Another area of difficulty for people we spoke to was trusting that staff would maintain confidentiality about their HIV status, particularly when they had chosen not to share this with close relatives. Nozipho remembered being concerned that staff would talk about her status in front of her partner.
Biola’s health visitor asked her questions about medication in front of her partner, who didn’t know her status.
Infant feeding advice and support from non-HIV healthcare professionals
Women had mixed experiences of receiving support and advice about infant feeding from the non-HIV healthcare staff supporting them. Gracelove had felt supported in her decision to breastfeed by HIV staff, but was advised not to breastfeed by the non-HIV specialist staff involved in her pregnancy. Some women we spoke to said that staff did not understand the BHIVA (British HIV Association) guidance.

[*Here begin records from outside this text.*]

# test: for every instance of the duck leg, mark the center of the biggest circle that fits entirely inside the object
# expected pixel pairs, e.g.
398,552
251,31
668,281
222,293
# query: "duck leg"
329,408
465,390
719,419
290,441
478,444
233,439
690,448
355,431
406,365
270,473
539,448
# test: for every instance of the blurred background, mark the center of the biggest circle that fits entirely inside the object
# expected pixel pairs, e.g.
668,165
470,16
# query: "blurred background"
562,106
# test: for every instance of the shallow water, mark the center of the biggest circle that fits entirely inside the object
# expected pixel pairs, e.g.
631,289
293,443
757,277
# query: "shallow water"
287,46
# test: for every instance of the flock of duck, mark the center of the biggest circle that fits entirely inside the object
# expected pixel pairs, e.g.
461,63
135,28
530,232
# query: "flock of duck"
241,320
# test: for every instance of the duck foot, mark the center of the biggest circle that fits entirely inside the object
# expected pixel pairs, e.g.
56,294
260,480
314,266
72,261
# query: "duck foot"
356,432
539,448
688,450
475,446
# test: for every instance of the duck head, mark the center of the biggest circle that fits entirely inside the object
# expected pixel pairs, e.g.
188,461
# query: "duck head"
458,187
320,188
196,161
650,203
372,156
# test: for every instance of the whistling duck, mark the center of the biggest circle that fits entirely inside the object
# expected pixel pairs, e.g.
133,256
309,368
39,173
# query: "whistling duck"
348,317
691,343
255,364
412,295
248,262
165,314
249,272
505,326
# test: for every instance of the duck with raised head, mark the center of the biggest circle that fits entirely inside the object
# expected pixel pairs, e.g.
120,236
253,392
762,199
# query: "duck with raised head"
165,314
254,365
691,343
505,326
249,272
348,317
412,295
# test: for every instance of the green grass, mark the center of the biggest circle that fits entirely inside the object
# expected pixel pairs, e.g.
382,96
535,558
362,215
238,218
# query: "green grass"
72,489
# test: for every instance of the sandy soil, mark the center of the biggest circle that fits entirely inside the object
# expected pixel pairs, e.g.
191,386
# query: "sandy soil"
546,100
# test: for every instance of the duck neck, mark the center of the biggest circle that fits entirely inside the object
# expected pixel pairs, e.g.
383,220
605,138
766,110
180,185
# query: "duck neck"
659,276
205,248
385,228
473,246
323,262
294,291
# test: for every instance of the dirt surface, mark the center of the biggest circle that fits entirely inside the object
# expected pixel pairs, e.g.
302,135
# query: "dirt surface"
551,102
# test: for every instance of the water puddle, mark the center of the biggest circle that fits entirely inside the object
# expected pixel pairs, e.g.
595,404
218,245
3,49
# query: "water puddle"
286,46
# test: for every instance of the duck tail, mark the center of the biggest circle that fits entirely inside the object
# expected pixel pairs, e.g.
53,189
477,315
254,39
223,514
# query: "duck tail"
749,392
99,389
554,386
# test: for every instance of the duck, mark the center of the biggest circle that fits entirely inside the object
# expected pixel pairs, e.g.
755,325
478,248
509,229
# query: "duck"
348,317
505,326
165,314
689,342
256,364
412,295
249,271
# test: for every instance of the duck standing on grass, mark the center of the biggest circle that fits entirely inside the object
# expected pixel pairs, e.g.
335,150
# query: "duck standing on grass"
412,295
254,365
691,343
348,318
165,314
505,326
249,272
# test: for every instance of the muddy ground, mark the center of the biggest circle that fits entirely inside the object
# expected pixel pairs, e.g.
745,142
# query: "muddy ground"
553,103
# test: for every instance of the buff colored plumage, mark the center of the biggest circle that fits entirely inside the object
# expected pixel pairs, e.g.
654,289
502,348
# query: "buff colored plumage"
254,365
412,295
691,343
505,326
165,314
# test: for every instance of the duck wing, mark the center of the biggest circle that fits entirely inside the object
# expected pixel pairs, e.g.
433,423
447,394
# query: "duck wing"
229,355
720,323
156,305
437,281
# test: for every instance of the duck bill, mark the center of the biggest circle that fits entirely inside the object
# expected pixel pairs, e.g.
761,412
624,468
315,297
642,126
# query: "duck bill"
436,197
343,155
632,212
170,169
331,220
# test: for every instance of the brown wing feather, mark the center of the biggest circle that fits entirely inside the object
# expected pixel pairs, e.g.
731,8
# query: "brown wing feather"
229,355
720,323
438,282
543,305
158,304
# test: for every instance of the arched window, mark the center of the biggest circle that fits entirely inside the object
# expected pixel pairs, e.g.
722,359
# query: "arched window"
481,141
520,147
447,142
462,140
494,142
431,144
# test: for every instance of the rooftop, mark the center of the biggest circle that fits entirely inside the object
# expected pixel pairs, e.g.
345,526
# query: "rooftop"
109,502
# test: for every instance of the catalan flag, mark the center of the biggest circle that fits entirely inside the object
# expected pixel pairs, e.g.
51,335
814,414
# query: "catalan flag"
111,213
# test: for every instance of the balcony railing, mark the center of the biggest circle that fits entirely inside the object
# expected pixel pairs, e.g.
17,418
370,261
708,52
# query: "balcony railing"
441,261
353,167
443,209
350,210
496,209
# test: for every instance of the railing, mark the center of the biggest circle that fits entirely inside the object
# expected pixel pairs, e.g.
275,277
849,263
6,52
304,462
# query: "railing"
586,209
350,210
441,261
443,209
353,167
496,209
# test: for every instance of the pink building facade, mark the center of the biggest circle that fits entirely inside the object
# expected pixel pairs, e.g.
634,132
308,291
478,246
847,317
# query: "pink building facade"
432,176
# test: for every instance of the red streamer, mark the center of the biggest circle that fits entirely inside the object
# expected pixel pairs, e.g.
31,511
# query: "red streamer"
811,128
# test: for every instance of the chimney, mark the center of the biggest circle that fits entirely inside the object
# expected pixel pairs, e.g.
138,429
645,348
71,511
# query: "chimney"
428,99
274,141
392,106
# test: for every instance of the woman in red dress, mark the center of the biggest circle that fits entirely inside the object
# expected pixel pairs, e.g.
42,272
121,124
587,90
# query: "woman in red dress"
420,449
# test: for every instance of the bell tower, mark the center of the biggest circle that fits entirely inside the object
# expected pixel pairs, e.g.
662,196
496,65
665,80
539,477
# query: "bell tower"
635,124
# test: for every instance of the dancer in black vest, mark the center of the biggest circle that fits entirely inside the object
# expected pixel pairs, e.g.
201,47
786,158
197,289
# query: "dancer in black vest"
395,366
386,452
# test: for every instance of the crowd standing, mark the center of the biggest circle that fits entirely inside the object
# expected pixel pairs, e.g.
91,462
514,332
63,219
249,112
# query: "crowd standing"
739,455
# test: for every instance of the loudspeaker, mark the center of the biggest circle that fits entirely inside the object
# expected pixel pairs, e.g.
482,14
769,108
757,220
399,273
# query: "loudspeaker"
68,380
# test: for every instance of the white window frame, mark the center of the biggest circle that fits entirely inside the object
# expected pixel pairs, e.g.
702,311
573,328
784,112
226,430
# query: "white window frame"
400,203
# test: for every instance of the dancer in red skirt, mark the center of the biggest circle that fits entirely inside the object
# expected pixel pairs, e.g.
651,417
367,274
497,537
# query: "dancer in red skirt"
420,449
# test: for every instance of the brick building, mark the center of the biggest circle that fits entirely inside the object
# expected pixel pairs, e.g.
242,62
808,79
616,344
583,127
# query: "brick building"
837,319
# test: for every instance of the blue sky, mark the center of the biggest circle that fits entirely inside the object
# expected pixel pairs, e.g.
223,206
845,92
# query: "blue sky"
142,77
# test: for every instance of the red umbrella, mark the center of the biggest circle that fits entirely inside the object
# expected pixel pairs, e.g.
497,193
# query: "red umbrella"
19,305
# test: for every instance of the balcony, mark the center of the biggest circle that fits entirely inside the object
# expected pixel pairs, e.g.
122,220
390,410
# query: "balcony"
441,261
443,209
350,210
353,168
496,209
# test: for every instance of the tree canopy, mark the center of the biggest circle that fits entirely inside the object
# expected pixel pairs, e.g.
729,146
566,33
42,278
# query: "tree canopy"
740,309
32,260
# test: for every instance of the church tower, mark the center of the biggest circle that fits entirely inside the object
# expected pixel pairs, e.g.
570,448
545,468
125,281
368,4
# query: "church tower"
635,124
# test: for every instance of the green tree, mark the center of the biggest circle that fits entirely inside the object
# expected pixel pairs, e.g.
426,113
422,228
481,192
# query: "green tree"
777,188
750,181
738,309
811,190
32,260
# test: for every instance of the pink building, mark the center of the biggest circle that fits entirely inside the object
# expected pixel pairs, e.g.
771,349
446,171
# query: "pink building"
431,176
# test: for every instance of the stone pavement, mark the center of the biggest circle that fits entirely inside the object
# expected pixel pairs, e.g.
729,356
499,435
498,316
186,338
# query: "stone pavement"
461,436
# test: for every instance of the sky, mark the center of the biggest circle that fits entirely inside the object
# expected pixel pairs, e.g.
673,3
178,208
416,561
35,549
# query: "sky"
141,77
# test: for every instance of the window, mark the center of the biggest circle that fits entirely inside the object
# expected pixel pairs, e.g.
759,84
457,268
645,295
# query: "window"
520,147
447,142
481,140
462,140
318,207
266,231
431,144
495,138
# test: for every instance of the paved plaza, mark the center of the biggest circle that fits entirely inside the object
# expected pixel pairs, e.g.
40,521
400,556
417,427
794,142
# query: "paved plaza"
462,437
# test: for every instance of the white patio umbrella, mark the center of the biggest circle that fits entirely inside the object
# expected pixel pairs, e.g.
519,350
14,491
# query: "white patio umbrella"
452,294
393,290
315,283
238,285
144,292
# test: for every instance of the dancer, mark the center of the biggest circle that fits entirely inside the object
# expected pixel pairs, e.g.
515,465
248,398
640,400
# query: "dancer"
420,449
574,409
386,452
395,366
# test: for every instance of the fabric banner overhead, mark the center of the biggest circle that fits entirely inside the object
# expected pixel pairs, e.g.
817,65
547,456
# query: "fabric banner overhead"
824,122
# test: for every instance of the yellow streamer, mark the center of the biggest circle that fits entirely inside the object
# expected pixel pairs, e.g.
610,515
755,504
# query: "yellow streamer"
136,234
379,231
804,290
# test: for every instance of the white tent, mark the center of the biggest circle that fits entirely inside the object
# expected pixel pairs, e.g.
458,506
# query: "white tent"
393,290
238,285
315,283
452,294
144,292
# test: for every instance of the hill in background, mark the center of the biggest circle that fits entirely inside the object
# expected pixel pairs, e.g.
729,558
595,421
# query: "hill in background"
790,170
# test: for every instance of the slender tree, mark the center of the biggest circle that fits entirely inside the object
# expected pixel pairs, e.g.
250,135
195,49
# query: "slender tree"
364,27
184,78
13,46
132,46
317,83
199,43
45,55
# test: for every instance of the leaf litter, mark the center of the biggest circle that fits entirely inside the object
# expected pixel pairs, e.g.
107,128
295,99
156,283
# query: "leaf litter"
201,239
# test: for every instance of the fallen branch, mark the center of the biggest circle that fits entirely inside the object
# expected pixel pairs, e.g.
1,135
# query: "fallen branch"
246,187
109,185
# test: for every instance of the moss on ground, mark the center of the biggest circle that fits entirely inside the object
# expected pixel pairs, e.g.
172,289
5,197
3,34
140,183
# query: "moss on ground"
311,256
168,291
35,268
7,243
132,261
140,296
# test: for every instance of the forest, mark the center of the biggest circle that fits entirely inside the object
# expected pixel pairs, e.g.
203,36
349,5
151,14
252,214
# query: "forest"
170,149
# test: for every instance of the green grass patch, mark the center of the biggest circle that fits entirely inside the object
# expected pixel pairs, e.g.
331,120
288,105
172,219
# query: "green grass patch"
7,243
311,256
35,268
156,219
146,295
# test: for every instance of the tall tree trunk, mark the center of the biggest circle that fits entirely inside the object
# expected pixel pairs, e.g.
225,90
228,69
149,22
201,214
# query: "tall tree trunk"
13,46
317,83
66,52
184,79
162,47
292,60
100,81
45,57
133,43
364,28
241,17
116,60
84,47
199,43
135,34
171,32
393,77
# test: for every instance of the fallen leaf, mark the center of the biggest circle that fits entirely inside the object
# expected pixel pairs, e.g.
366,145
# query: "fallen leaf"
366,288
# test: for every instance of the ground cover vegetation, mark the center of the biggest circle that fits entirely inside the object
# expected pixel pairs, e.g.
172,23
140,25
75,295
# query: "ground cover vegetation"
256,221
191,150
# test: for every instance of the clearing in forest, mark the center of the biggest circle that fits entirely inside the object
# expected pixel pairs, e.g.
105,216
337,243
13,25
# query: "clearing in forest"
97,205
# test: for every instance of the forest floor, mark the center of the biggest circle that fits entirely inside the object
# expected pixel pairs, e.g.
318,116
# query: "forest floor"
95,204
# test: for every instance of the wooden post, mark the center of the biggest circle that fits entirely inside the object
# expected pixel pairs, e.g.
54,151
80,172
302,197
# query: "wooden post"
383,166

Marella’s paediatrician told her to not be stubborn if she is unable to breastfeed, but her specialist midwife was supportive.
As formula feeding is still encouraged in the guidelines, women who choose to formula feed need to be offered medication to stop lactation. Not everyone we spoke to received advice about the range of natural and medical options for stopping the body producing milk. Sandra’s midwife explained what was available and she chose to take medication. Joyce was not told that there was a medication that could stop breastmilk, and Amy asked for medication, but staff were reluctant to give it to her. Other people, such as Marcy and Camille, wanted a choice between medication and letting breastmilk stop ‘naturally’. Marcy was ‘tired of things going through my system’.
Camille felt she wasn’t given a choice about whether to take medication to stop her breastmilk.
For those who decided to formula feed, there was also inconsistent information about whether parents should bring their own formula milk or whether it would be provided free at the hospital or via their GP. Veronica knew from her first birth that the hospital would provide her with formula. Some, like Sherry and Joyce, were asked which brand they preferred, and Maya had her formula milk choices written into her care plan. Others, like Diablos and Sasha, found it difficult to access free formula milk on the maternity ward. Sasha found the information before going to hospital confusing.
Emily was given formula milk by her HIV clinic.
A range of HIV clinics and charities provide free formula milk for mothers living with HIV. HIV clinics can refer people to the charities. The 4M Network recorded a webinar with tips on how to have a good relationship with your medical team (See Resources).